Автор: Мориц Андре Ингверсен (Moritz Andree Ingwersen) — немецкий учёный, мюн-профессор, доктор философии, литературы и культурологии, магистр физики и английского языка. Автор нескольких десятков научно-исследовательских публикаций. В настоящее время работает доцентом кафедры северо-американской литературы и исследований будущего в Техническом Университете Дрездена и преподает курсы по американской литературе в Институте англо-американских исследований Кёльнского Университета. Мориц Ингверсен имеет совместную степень доктора философии в области культурологии и английского языка в Общественном Трентском Университете (Питерборо, Канада) и в Кёльнском Университете (Германия). Он является получателем специальной стипендии «Ontario Trillium Scholarship» и награждён золотой академической медалью канадского генерал-губернатора. Его исследовательские и преподавательские интересы включают американскую культуру, критику и литературу 18 — 21 веков, исследования научной фантастики, сверхъестественную литературу (ужасы, готика), эко-критику, кибернетику, философию медиа, исследования в области науки и техники, вопросы инвалидности и пост-гуманизма.
__________________
•÷•
АННОТАЦИЯ:
Коварный ужас сценариев Г.Ф. Лавкрафта проистекает из устрашающих характеристик Неизвестности.
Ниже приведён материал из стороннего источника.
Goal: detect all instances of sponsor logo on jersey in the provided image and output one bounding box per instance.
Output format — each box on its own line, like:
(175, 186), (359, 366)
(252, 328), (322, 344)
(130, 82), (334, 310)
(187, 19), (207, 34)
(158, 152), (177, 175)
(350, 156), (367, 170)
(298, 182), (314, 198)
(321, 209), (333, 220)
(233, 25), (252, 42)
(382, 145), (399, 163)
Его главных героев преследуют невыразимые инкантации (ритуальные действия), сновидения о чрезвычайно уродливых видах антропоидных монстров и инопланетные архитектурные строения противоречивых пропорций, вырисовывающиеся в негостеприимных ландшафтах глубоко под водой или в арктических льдах. В его рассказах грань между реальностью и ночным кошмаром намеренно размыта, поскольку гротескные фигуры и артефакты следуют за сновидцами в их бодрствующие жизни и выдают все попытки рациональной науки определить их происхождение и материальную сущность. Во многих случаях именно их специфические, неусваеваемые геометрические характеристики в виде неуловимых углов и неоднозначных симметрий незамедлительно вызывают чувство страха. В то время как произведения Лавкрафта включают в себя множество элементов классической готической фантастики в стиле Эдгара По, они так же свидетельствуют о его постоянном вдохновении пугающими открытиями науки рубежа веков, такими как Эйнштейновская физика и не-Евклидова геометрия.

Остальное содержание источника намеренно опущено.